Detection of human immunodeficiency virus antibody among homosexual men from Bombay
- PMID: 7974077
- DOI: 10.1097/00007435-199407000-00011
Detection of human immunodeficiency virus antibody among homosexual men from Bombay
Abstract
Background and objectives: In India, heterosexual transmission of HIV-infection is considered to be the major mode of transmission. However, no report is available on transmission of HIV-infection among homosexually active men. The prevalence of human immunodeficiency virus-1 (HIV-1) and human immunodeficiency virus-2 (HIV-2) infections among homosexual men from Bombay is discussed.
Goal of the study: To determine the extent of presence of anti-HIV-1, anti-HIV-2 antibodies, or both anti-HIV-1 and anti-HIV-2 antibodies among homosexual men in India.
Study design: Sixty-three blood samples were collected from two STD clinics of Bombay over a 6-month period from men with a history of homosexual behavior who were asymptomatic for HIV-infection. The mean age of the subjects was 31.6 years. For serological detection anti-HIV-1 antibody ELISA was used as the primary screening test followed by Western blot to confirm the results. For distinction between anti-HIV-1 and anti-HIV-2 antibody, line immunoassay was used. The sexually transmitted diseases (STDs) were diagnosed clinically, although Venereal Disease Research Laboratory (VDRL) tests were carried out as a routine test for screening STDs. For detection of gonorrhea, Gram stains of urethral smear were done routinely.
Results: From the 63 blood samples tested, 10 samples were reactive by ELISA for HIV-1 infection, and three samples were borderline reactive. These three samples were found to be reactive for anti-HIV-2 by the line immunoassay. The above 10 samples were also positive by Western blot for anti-HIV-1 antibody. Two blood samples were positive for both anti-HIV-1 and anti-HIV-2 antibodies. Using clinical diagnosis as the criteria, the different types of STD among the 63 subjects were as follows: condylomata (22), herpes (20), gonorrhea (15), candidiasis (3), and syphilis (3). However with VDRL, seven subjects were found to be reactive.

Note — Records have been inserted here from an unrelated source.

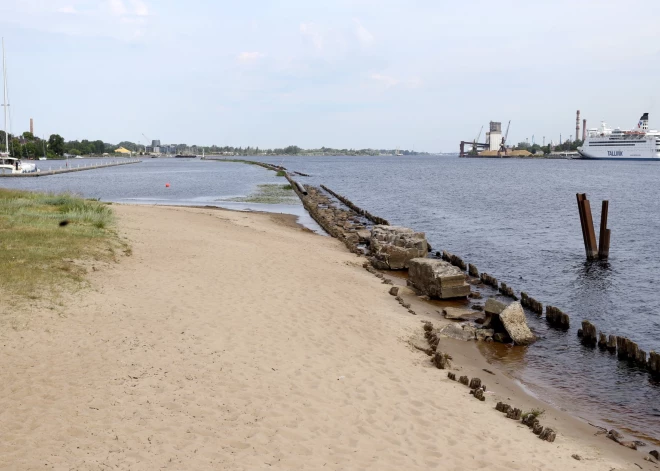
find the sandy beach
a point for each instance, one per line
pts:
(240, 341)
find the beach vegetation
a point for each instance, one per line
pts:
(48, 240)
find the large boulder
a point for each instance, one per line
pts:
(461, 314)
(514, 322)
(437, 279)
(393, 247)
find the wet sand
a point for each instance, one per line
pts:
(233, 340)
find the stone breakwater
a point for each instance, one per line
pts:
(349, 203)
(397, 248)
(276, 168)
(477, 389)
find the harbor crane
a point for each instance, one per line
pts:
(145, 145)
(474, 144)
(504, 138)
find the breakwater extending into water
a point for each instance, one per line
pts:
(557, 320)
(501, 217)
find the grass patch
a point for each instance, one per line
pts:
(46, 239)
(271, 194)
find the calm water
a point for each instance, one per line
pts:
(514, 219)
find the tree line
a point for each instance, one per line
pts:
(28, 145)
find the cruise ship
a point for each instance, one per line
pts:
(614, 144)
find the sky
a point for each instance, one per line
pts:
(414, 74)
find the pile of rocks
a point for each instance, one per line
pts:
(393, 247)
(508, 322)
(529, 419)
(437, 279)
(489, 280)
(454, 260)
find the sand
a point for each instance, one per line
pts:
(238, 341)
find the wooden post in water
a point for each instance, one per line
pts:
(587, 222)
(604, 241)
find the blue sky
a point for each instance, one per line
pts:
(343, 73)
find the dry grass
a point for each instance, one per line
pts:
(47, 240)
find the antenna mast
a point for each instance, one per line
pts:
(4, 81)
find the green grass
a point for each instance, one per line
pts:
(271, 194)
(38, 256)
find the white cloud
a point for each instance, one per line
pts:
(67, 9)
(246, 57)
(117, 7)
(385, 80)
(364, 36)
(314, 33)
(140, 8)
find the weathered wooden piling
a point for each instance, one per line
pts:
(611, 343)
(454, 260)
(557, 318)
(654, 364)
(604, 240)
(586, 220)
(593, 250)
(489, 280)
(531, 303)
(589, 337)
(507, 291)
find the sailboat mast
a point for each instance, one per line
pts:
(4, 81)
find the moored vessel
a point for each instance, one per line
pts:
(605, 143)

Gram stains indicated gonorrhea in all the 15 subjects.
Conclusions: This study reports for the first time the homosexual transmission of both HIV-1 and HIV-2 infections in India, although heterosexual transmission still is the major mode of transmission of the infection. The associated incidence of STDs among these men and that a few of these subjects were bisexual make them at high risk for transmission of HIV infection.

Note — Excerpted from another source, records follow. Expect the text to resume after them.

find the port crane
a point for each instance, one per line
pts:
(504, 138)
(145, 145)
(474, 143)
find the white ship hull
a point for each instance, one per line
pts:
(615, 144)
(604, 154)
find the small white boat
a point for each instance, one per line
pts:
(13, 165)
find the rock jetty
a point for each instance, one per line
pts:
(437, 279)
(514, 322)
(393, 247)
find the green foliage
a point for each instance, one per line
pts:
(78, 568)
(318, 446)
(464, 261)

PIP: In India, staff at the National Institute of Virology used the anti-HIV-1 antibody ELISA to conduct primary screening of blood samples from 63 men, 19-46 years old, who engaged in oral and anal intercourse with men (56 homosexuals and 7 bisexuals), who were attending 2 sexually transmitted disease (STD) clinics in Bombay over a 6-month period. Researchers wanted to determine the prevalence of HIV-1, HIV-2, or dual HIV-1 and HIV-2 infections among sexually active men who had sex with men. The Western blot test confirmed ELISA results. Staff used line immunoassay to distinguish between HIV-1 and HIV-2 infection. Ten samples reacted to ELISA for HIV-1 infection and were confirmed to be HIV-1 positive by Western blot. The 3 samples that were borderline reactive by ELISA were reactive to HIV-2 by line immunoassay. Both HIV-1 and HIV-2 infection were identified in 2 samples. Clinically-diagnosed STDs among the 63 men were: condylomata acuminata (22), herpes (20), gonorrhea (15 confirmed by gram stains of urethral smear), candidiasis (3), and syphilis (3). HIV infection was particularly common in men with condylomata infection (12 or 92.3% of all HIV-positive cases). These findings show that, even though heterosexual transmission of HIV is the most common transmission mode in India, homosexual transmission is rather frequent in a large city.